The Mopti region in central Mali.
Who’s being helped
Subsistence farmers struggling to survive due to recent drought. Many in the communities we are supporting are Dogon people, an ethnic minority native to the Mopti region.
Our partners are working with some of the most vulnerable communities in Mali, bringing them simple but life-changing solutions to basic problems. In Bankass, our partner ODES is helping families build household toilets and is constructing large-diameter wells. It is also helping women earn a living by making soap. Meanwhile, another partner, AEDM, is working in Koro, building toilets, rehabilitating water points and distributing hygiene kits. Hygiene education and training is a vital part of both partners’ work.

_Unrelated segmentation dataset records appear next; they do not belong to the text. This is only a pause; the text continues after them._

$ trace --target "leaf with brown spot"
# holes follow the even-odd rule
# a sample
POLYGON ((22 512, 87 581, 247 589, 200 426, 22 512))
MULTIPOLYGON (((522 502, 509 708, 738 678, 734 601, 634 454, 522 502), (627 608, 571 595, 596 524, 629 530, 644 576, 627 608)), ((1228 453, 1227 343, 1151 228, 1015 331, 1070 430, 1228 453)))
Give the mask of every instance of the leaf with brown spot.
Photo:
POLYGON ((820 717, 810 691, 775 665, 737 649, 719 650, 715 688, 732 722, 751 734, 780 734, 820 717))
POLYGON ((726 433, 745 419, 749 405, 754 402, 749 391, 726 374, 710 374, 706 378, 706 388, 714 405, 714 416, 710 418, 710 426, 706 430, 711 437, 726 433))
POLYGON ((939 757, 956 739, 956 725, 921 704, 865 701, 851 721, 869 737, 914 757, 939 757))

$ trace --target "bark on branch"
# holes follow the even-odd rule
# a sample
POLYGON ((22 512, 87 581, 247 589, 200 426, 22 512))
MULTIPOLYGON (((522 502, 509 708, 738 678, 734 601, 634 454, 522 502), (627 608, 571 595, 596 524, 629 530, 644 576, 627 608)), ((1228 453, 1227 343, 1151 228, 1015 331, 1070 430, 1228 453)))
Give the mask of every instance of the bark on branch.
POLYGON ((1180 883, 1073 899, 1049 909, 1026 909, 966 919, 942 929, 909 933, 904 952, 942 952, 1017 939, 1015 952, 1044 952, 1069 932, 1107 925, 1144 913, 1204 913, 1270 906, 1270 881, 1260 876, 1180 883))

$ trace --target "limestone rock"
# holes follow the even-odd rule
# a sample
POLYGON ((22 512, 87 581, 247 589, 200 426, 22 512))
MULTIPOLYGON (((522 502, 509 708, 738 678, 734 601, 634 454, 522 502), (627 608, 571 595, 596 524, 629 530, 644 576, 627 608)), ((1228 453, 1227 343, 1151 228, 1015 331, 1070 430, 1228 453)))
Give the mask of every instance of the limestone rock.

Helping families access clean water is making a huge difference to communities facing drought. In many areas, the water table is up to 60 metres deep, and families used to have a long daily trek to collect water. Water scarcity had also been a source of tension between villages. Now families have a reliable source of water thanks to their wells, they feel much more confident about their harvests and their ability to feed their children.
Alpha Arama and his family live in Koumé village, in a rural area outside the city of Bankass. They eke out a meagre existence by farming but the land in this region is arid and barren. Because there are so few bushes and so little privacy, Alpha and his four children used to have to wait till dark to go to the toilet outdoors. Local people were generally not aware that they needed a latrine to keep healthy. Even if they had recognised the link between their ill health and poor sanitation, toilets are hard to build in Koumé because the soil is so sandy and pits are prone to collapse. Once Alpha understood the need for a toilet, he was keen to build one with our partner ODES’s input and advice. Now, his neighbours are following suit. Since ODES repaired their well too and taught them about hygiene, villagers feel far more confident about the future. ‘We thank ODES for opening our eyes,’ says Alpha. ‘Hope is being reborn in the village.’